Time to switch off? How social media is burning out Southeast Asia

Southeast Asians use Facebook more than any other social media platform, connecting people and information in a way the historically-restricted region has never dealt with before. This brings opportunities, but also physical and psychological unrest.

By Tan Zhi Xin

Pongpat Sukarbjai, is not your usual Thai rice farmer. He used to sell all the rice he harvested straight to the local mill, but like many young people across Southeast Asia he realised the power of social media and took to selling online. He now sells his rice berry at a healthy 100 baht per kg, above what the mills would give him.

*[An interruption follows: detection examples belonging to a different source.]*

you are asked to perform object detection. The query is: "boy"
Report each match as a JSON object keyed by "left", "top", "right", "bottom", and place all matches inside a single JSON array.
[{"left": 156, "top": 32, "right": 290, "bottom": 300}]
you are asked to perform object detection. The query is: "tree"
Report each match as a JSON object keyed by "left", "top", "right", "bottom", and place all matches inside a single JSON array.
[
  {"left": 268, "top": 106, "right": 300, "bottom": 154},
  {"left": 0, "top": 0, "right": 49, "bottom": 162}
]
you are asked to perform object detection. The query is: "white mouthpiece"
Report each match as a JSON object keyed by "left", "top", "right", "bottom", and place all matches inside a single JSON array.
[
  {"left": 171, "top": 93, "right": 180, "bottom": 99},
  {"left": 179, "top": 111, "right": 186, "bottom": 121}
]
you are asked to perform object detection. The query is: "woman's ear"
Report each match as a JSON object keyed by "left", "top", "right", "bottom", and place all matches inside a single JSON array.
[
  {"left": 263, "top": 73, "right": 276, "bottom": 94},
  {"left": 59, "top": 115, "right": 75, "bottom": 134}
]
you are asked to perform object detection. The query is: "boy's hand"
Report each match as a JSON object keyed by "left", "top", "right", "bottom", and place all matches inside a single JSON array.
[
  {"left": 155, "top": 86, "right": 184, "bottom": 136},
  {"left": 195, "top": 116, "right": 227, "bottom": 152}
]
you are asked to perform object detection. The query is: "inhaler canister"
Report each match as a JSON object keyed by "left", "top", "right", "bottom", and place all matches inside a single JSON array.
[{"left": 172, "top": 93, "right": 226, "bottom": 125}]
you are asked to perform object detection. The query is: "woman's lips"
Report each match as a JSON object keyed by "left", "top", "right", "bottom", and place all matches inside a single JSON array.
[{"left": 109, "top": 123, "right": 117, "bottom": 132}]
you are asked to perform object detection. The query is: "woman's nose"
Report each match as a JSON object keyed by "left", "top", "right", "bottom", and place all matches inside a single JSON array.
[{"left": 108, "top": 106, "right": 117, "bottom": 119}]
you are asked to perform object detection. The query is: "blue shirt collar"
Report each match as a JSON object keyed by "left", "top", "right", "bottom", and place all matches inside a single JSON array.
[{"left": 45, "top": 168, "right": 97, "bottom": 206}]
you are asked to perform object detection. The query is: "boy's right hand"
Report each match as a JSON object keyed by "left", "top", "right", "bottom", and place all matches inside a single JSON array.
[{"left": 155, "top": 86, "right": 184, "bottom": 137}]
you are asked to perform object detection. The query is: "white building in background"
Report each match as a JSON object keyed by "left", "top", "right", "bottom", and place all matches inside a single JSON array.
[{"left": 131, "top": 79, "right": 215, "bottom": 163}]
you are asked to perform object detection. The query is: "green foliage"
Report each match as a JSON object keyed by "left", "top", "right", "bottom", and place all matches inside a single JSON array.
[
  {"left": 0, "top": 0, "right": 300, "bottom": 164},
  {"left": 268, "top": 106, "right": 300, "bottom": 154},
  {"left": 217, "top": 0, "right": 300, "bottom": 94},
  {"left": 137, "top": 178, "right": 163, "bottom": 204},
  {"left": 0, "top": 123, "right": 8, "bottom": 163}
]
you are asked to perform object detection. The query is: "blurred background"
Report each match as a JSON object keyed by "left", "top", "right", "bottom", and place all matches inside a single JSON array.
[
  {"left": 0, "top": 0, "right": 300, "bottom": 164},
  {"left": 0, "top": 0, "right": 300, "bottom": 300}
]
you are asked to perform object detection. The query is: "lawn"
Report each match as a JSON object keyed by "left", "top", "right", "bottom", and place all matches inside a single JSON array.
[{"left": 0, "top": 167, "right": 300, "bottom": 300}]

I have sold the rice both online and to the mill,” he said, adding “For me, the mill is still an important place to sell rice, but the online channel provides an alternative point of sale. It allows you to sell other farm products as well.”

Is Pongpat’s enterprise a glimpse of the future? After all, southeast Asia ranks second in the world for its number of active social media users; 234 million people regularly share details of their lives online. That is far more than regions like North America and Western Europe, though those areas have users spread across a variety of platforms while southeast Asians congregate on Facebook.

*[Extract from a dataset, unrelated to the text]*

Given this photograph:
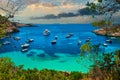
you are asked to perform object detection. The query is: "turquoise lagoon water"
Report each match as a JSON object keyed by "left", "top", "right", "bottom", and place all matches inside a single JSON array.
[{"left": 0, "top": 24, "right": 120, "bottom": 72}]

Driving growth, driving unrest

And although opportunities for development, like Pongpat’s new customers, are part and parcel of better connections between people, the darker side of social media use is also driving violence and protest. The current aggression towards Jakarta’s Governor Ahok has been driven by content shared on YouTube and rumours circulating on Twitter. In Malaysia, accusations and counter-accusations about the arrest of Bersih 5 activists have fuelled the fire of public distrust.

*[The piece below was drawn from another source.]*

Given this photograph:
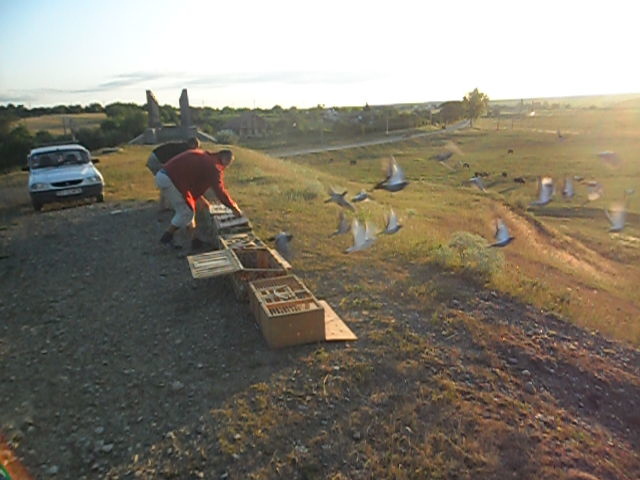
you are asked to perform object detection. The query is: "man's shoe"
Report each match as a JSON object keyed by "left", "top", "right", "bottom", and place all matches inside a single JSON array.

Some say this is simply because the new information channels are not subject to the decades of censorship and restrictions on traditional media forms in the region. The undercurrent of protest was already there; social media simply lit the flame.

People buying and using mobile phones is driving this growth says Simon Kemp, Regional Managing Partner of consultancy We Are Social, explaining, “Publicly available data indicate that Facebook remains the most popular social platform in all countries around the region… LINE registers almost as many monthly active users as Facebook in Thailand, and Viber is hugely popular in the Philippines.”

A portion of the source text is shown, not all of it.